Réponse au texte d’Annie Vézina sur la politique familiale féministe

Bien que je partage votre avis sur la nécessité de reconnaître le travail non rémunéré (soin aux enfants, personnes âgées et personnes malades, cuisine, entretien ménager, etc.) accompli principalement par les femmes, je m’oppose à la division sexuelle du travail, l’un des fondements du patriarcat. C’est pourquoi la proposition de l’ADQ me déplaît. Elle est non seulement individualiste et se fait aux dépens du soutien au réseau public des CPE, mais elle renforce la division sexuelle du travail en visant à garder des femmes à la maison. (Voir le texte La gauche féministe et la famille.)

Aussi, je doute de votre affirmation selon laquelle les temps ayant changé, certains parents (les femmes en majorité) choisissent de rester à la maison pour s’occuper des enfants. Si les temps ont vraiment changé, pourquoi est-ce encore majoritairement des femmes ?

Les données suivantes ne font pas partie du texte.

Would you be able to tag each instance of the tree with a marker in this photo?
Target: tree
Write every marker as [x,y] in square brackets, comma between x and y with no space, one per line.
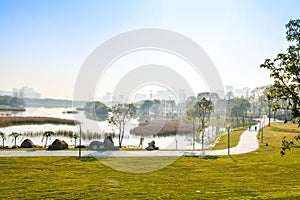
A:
[285,70]
[75,136]
[121,114]
[96,110]
[203,110]
[15,135]
[238,108]
[191,114]
[3,137]
[46,135]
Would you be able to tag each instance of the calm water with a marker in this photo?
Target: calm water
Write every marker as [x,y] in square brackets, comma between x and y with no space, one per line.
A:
[91,126]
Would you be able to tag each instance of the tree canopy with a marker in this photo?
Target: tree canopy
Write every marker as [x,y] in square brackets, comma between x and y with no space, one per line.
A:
[285,70]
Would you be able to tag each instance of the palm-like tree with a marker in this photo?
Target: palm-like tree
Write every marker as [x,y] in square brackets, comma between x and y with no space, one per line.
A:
[15,135]
[46,135]
[2,135]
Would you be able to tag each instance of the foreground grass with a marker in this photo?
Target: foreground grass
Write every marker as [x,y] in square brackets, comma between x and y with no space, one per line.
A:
[263,174]
[234,138]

Le soutien promis par l’ADQ est loin de constituer une reconnaissance réelle du travail accompli. 5200 $ par année signifie 2,80 $ de l’heure, si on compte une semaine de travail de 35 heures, ce qui, on en conviendra, est loin de la réalité. En plus d’être au moins trois fois inférieure au salaire minimum, cette prestation n’inclut pas de vacances payées, aucun avantage social et aucun fonds de retraite. J’ignore quel est le salaire d’une éducatrice en CPE mais je soupçonne qu’il est de beaucoup supérieur. Dumont propose donc d’utiliser les femmes comme main d’œuvre presque gratuite afin de réduire les dépenses de l’État. De plus, comme il est impossible de vivre avec 5200 $ par année, ce travail place les femmes en position de dépendance économique envers leur conjoint, ce qui nuit à leur autonomie réelle et à leurs droits politiques, sociaux et sexuels. Cela les place aussi en position de vulnérabilité face à la violence conjugale. Quel homme accepterait de pareilles conditions de travail ?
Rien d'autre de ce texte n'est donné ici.